Luxembourgish adaptation of Alibaba-NLP/gte-multilingual-base
This is a sentence-transformers model finetuned from Alibaba-NLP/gte-multilingual-base further adapted to support Historical and Contemporary Luxembourgish. It maps sentences & paragraphs to a 768-dimensional dense vector space and can be used for (cross-lingual) semantic textual similarity, semantic search, paraphrase mining, text classification, clustering, and more.
Model Details
This model is specialised to perform cross-lingual semantic search to and from Historical/Contemporary Luxembourgish. This model would be particularly useful for libraries and archives that want to perform semantic search and longitudinal studies within their collections.

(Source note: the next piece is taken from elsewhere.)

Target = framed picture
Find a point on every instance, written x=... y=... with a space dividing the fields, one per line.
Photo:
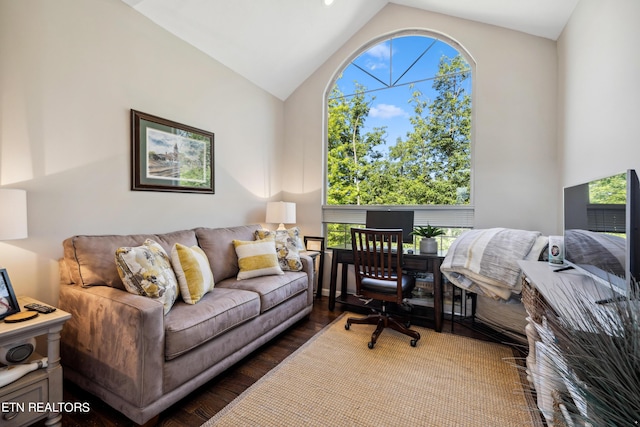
x=8 y=302
x=169 y=156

This is an Alibaba-NLP/gte-multilingual-base model that was further adapted by (Michail et al., 2025)
Limitations
We also release a model that performs better (18pp) on ParaLUX. If finding monolingual exact matches within adversarial collections is of at-most importance, please use histlux-paraphrase-multilingual-mpnet-base-v2
Model Description
- Model Type: GTE-Multilingual-Base
- Base model: Alibaba-NLP/gte-multilingual-base
- Maximum Sequence Length: 8192 tokens
- Output Dimensionality: 768 dimensions
- Similarity Function: Cosine Similarity
- Training Dataset:
- LB-EN (Historical, Modern)
Usage (Sentence-Transformers)
Using this model becomes easy when you have sentence-transformers installed:
pip install -U sentence-transformers
Then you can use the model like this:
from sentence_transformers import SentenceTransformer
sentences = ["This is an example sentence", "Each sentence is converted"]
model = SentenceTransformer('impresso-project/histlux-gte-multilingual-base', trust_remote_code=True)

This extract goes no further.